A heel spur refers to a bony outgrowth on the underside of the heel bone (calcaneus), typically visible on X-ray.
While often blamed as the source of pain, in most cases the true problem is plantar fasciitis — a condition involving micro-tears, inflammation, or degeneration in the plantar fascia, the thick connective tissue that supports the arch of the foot.

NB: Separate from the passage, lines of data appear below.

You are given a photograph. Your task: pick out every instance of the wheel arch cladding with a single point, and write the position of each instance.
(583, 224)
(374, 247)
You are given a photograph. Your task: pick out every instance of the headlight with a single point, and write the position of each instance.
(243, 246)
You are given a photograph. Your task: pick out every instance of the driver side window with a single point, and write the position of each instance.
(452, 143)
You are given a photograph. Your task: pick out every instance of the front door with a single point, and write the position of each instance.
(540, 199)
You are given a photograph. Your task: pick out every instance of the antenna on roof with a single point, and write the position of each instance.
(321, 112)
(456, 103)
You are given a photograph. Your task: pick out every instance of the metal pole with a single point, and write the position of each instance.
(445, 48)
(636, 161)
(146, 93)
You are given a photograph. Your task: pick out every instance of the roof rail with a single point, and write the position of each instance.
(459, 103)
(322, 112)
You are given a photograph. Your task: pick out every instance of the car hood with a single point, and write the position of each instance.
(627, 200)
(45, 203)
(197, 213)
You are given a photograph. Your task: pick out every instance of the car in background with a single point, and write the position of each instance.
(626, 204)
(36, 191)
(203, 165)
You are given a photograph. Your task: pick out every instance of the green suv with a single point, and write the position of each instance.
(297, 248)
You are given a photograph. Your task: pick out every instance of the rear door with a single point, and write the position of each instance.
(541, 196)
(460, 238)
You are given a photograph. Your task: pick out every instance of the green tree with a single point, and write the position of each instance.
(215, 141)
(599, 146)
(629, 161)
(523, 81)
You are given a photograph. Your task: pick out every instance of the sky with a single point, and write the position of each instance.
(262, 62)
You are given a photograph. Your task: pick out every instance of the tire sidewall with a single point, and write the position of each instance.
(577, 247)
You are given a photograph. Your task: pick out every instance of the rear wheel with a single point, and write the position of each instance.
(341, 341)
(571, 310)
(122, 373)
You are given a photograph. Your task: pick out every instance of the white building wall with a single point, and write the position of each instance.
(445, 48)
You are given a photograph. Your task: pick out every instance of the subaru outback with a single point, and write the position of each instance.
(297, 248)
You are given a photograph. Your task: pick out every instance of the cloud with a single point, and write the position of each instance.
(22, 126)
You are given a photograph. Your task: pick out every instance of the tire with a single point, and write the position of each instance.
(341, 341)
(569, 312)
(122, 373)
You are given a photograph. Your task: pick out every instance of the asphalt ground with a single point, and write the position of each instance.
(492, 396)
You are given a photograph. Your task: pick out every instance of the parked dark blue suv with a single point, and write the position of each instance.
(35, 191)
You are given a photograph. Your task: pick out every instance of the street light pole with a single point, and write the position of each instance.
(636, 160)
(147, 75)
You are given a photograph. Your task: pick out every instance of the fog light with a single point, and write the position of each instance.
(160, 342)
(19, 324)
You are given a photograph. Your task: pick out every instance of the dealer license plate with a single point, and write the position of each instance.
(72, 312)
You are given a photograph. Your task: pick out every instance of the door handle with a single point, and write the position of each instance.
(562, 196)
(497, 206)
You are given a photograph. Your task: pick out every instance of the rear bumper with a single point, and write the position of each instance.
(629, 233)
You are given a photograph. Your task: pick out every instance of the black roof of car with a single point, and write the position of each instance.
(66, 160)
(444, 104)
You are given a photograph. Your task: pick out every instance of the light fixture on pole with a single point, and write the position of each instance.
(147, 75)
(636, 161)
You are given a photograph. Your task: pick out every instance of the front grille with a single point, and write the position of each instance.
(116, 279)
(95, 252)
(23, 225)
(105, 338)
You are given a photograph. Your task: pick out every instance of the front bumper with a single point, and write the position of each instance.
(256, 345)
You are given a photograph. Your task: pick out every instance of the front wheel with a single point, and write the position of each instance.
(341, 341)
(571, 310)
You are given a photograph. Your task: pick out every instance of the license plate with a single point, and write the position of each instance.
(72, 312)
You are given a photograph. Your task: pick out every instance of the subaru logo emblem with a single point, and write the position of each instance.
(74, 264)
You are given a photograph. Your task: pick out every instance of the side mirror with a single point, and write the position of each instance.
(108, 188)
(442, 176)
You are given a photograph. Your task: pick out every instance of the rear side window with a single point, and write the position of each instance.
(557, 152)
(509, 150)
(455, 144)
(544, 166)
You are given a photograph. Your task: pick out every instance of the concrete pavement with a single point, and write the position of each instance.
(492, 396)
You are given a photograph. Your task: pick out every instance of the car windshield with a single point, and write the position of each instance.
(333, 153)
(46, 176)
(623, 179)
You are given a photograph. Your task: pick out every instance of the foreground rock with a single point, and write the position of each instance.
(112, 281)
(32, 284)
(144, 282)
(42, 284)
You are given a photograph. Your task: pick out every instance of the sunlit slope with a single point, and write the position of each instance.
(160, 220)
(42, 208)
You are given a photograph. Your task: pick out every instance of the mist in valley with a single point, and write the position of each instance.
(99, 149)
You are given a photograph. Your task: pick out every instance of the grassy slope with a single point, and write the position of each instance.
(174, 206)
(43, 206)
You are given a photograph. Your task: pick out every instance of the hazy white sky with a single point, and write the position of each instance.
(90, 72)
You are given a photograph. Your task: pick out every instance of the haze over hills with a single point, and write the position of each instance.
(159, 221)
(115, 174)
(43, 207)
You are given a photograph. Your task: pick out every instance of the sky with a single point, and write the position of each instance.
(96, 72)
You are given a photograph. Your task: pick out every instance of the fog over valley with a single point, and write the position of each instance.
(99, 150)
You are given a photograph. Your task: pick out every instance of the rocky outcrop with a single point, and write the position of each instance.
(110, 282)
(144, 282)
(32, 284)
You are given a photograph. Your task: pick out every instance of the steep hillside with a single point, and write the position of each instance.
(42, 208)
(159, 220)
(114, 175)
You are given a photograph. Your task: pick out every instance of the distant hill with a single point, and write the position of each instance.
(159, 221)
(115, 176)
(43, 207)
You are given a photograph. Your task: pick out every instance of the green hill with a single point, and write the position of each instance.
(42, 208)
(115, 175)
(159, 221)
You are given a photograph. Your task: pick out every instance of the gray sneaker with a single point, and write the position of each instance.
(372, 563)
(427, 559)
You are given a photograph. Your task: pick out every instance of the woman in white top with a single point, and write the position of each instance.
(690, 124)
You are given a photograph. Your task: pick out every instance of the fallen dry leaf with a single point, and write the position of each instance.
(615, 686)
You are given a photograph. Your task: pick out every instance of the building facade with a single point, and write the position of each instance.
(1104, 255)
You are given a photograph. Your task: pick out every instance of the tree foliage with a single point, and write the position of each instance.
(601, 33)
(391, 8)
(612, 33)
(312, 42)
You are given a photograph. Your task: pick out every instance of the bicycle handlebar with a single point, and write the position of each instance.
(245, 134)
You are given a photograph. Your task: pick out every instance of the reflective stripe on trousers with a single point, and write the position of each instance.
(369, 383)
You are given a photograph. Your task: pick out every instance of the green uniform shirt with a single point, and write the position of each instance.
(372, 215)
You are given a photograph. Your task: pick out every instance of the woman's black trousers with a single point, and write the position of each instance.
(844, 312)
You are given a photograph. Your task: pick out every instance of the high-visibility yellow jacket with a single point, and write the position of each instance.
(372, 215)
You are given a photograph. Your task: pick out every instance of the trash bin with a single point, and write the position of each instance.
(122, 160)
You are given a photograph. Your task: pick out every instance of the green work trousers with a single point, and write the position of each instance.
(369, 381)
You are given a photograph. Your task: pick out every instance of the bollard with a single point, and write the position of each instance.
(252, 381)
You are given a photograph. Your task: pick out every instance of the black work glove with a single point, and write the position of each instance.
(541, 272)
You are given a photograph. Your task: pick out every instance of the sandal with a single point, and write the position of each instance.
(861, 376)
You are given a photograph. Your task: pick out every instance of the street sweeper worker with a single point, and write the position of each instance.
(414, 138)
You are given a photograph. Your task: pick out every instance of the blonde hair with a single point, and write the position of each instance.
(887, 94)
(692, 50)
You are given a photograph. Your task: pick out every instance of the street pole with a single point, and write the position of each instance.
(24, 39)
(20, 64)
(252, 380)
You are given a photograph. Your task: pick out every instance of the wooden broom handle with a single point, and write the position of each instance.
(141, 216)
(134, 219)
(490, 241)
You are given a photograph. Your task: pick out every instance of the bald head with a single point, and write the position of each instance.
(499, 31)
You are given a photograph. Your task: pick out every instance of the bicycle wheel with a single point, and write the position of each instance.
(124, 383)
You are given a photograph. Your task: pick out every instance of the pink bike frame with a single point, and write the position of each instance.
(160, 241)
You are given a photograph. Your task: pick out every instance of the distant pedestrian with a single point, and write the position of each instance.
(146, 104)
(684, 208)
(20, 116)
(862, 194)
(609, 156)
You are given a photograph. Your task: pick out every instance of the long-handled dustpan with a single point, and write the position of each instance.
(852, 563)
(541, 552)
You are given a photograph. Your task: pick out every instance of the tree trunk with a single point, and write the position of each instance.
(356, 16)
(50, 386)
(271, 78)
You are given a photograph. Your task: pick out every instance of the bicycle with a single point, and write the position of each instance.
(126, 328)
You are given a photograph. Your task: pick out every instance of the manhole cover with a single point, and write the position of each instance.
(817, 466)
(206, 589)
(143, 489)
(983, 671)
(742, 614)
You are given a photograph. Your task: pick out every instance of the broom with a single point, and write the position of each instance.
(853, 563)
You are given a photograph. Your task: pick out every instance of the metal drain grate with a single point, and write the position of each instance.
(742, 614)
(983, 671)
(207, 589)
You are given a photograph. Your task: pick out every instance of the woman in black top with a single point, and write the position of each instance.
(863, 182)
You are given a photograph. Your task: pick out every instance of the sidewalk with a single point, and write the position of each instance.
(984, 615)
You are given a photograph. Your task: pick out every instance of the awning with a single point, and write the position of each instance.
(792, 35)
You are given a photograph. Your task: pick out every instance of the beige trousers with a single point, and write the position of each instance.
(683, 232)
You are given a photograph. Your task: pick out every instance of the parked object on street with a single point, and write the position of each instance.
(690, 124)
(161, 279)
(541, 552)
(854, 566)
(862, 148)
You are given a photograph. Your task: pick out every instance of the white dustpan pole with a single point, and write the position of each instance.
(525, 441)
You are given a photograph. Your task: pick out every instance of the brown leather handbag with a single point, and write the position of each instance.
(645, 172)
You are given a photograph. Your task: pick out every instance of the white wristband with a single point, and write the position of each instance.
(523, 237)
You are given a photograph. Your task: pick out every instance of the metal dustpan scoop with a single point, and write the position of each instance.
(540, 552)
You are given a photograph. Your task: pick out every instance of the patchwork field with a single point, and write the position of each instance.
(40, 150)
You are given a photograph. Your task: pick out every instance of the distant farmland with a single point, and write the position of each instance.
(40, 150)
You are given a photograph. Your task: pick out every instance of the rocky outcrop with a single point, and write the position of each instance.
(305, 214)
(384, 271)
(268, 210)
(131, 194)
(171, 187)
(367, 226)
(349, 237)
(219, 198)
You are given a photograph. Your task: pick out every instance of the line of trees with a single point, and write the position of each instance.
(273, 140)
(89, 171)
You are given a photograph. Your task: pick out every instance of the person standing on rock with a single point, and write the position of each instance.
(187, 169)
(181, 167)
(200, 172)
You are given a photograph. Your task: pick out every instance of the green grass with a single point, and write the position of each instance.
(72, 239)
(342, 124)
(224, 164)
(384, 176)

The heel spur itself is usually a secondary adaptation — a result of chronic traction from the fascia — rather than the primary cause of pain.
Plantar fasciitis accounts for over 80% of heel pain cases and is particularly common in runners, individuals who stand for long hours, and those with reduced foot or ankle mobility.
Pain arises due to repetitive microtrauma and tension overload, often from altered biomechanics, poor footwear, or systemic factors affecting connective tissue health.
Sharp or stabbing pain in the heel or arch, especially during the first steps in the morning or after rest.
Pain that gradually lessens with gentle movement but returns after long periods of standing or walking.
Local tenderness under the heel.
In chronic cases, dull aching throughout the day or when climbing stairs.
Functional impact:
Heel pain can significantly limit walking, standing, and exercise.
If prolonged, it may lead to gait compensations — placing extra strain on the knees, hips, and lower back.
Red flags:
Sudden, severe heel pain after trauma or swelling should be assessed for fracture or nerve entrapment.
Plantar fascia irritation and heel spur formation result from repetitive tension and overload at the fascia’s attachment to the calcaneus.
Common contributing factors include:
Overpronation or flat feet (reduced arch support).
Tight calf muscles or Achilles tendon increasing tension on the plantar fascia.
Reduced ankle mobility (especially dorsiflexion).
Prolonged standing or walking on hard surfaces.
Poor footwear or sudden change in activity level.
Excess body weight increasing plantar pressure.
Systemic influences: diabetes, inflammatory arthropathies, or reduced connective tissue elasticity.
From an osteopathic viewpoint, heel pain often reflects global biomechanical dysfunction — such as pelvic asymmetry, leg-length discrepancy, or poor load transfer through the lower limb and spine.
Osteopathic treatment for heel spur and plantar fasciitis focuses on reducing local tension, improving circulation, and restoring biomechanical balance from foot to pelvis.
An osteopathic assessment may include:
Palpation and evaluation of foot arches, ankle, knee, and hip motion.
Gentle mobilisation of the subtalar, talocrural, and midfoot joints.
Myofascial and soft-tissue release for the plantar fascia, calf, and Achilles tendon.
Functional and indirect techniques to reduce sensitivity and improve elasticity.
Mobilisation of the pelvis and lumbar spine to optimise weight distribution.
Guidance on footwear, pacing, and gradual reloading strategies.
The goal is to improve load transfer and tissue recovery, not merely relieve local inflammation — addressing the underlying cause of tension that led to the heel pain.
Evidence supports manual therapy, stretching, and load management as effective conservative treatments for plantar fasciitis.
Studies show that improving calf flexibility, foot mechanics, and tissue mobility can significantly reduce pain and recurrence.
Heel spurs themselves are often incidental findings — pain relief is achieved by correcting mechanical dysfunction and supporting fascial healing.
Osteopathic and physiotherapy-based care aligns closely with best-practice conservative management.